Свет начинал умирать. Племена знали, что это время, когда дышащие злобой и отчаянием демоны крадутся в темноте, их сложно увидеть, разве что – поймать краем глаза тень. У Ренн было чутье колдуньи на демонов, а Волк всегда знал, когда они рядом, и Торак привык на них полагаться.

Дарк, отдавая ему в дорогу кисет с «кровью земли», сказал:

– Сможешь обменять на теплую одежду, когда окажешься на побережье, но не забудь какую-то часть оставить на себе.

– Думаешь, мне это понадобится? – спросил Торак.

– Демон, который не демон. Я не знаю, что это означает, но «кровь земли» тебя защитит. Пусть хранитель всегда летит с тобой, Торак.

– И с тобой.

Торак насыпал в рожок «кровь земли», но перед этим обмакнул в нее фигурку волка из сланца, которую носил на шее, и смазал браслет-оберег из зеленых камней, который Фин-Кединн сделал для Ренн, а она передарила ему.

Торак лежал в спальном мешке, смотрел из-под каноэ на костер и старался не думать о двойном спальном мешке, который они делили с Ренн.

Он потрогал шрам на предплечье. Этот шрам появился у него в ночь, когда демон-медведь убил отца. Тораку тогда было двенадцать. Он помнил, как бежал через разрушенную стоянку, которую построил отец, как врезался в ствол дуба и, оглушенный, смотрел на ветки дерева. Тогда он впервые оказался по-настоящему одинок. И вот теперь снова был совершенно один.

За скрипом и шорохами Леса слышалось несмолкающее шипение Моря. Невыносимо было даже думать о том, что Ренн плывет на каноэ во власти Матери-Моря, которая живет в глубине по ту сторону добра и зла и убивает без жалости и предупреждения.

Где-то заухал филин, в костре потрескивали угли. Волк, когда еще был совсем мелким, обжег лапу в костре и с тех пор называл огонь «Яркий Зверь, Который Больно Кусается». Торак скучал по Волку, по его нежным и щекотным покусываниям, по запаху больших мускулистых лап. Он никогда не мог до конца понять своего брата и по этому ощущению тоже скучал. Волк всегда бесшумно появлялся и исчезал в тумане, он мог услышать, как проплывают в небе тучи, и почуять, как дышат рыбы в реке.
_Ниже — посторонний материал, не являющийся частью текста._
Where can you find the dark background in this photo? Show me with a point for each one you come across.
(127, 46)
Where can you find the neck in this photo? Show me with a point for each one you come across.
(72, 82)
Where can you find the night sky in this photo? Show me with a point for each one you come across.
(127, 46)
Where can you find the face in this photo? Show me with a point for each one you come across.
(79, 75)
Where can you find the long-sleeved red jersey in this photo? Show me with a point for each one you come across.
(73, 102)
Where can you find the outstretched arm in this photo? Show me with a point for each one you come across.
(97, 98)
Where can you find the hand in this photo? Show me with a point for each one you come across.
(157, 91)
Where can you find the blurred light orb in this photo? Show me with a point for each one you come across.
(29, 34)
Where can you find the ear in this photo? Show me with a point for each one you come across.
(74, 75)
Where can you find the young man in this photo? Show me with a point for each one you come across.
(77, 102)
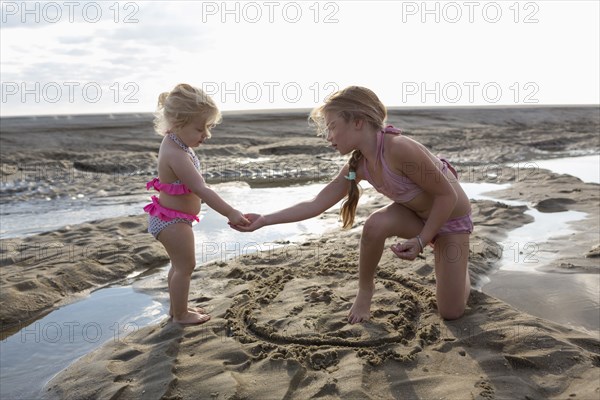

Стоило Тораку просто подумать, что неплохо было бы пойти на охоту, Волк взглядом янтарных глаз говорил: «Идем!» Иногда Волк знал, что чувствует Торак, еще до того, как тот сам успевал это почувствовать…

Проснувшись, Торак сразу понял, что за ним наблюдают. И это был не какой-то любопытный барсук. В Лесу было тихо. Слишком тихо.

Торак беззвучно вытащил нож и выполз из-под каноэ. Короткая летняя ночь почти закончилась, а Лес был полон теней.

Еловая лапа постучала Тораку по плечу, как будто хотела о чем-то предупредить. Он оглянулся. Сорока вспорхнула на ветку и забрызгала его росой. Неприятное ощущение слежки исчезло.

На берегу Торак спугнул пару куликов, те закружили над головой и недовольными криками дали понять, что он подошел слишком близко к гнезду.

Лес за спиной Торака превратился в темную стену, а впереди были только Море и угрюмое серое небо.

Деревья, камни, река и Море – все они видели Ренн, но ничего не говорили Тораку. Его души опускались при мыслях о днях, что ждали впереди, когда он будет искать девушку, которая не хочет, чтобы ее нашли.

Волк появился незаметно, как умеют только волки. Он стоял в тридцати шагах от Торака. Роса посеребрила его бока, черную шерсть на голове и плечах и бурые уши. В другой раз он бы прыгнул к Тораку, принялся бы вилять хвостом, тыкаться носом и радостно облизывать. Но не сейчас.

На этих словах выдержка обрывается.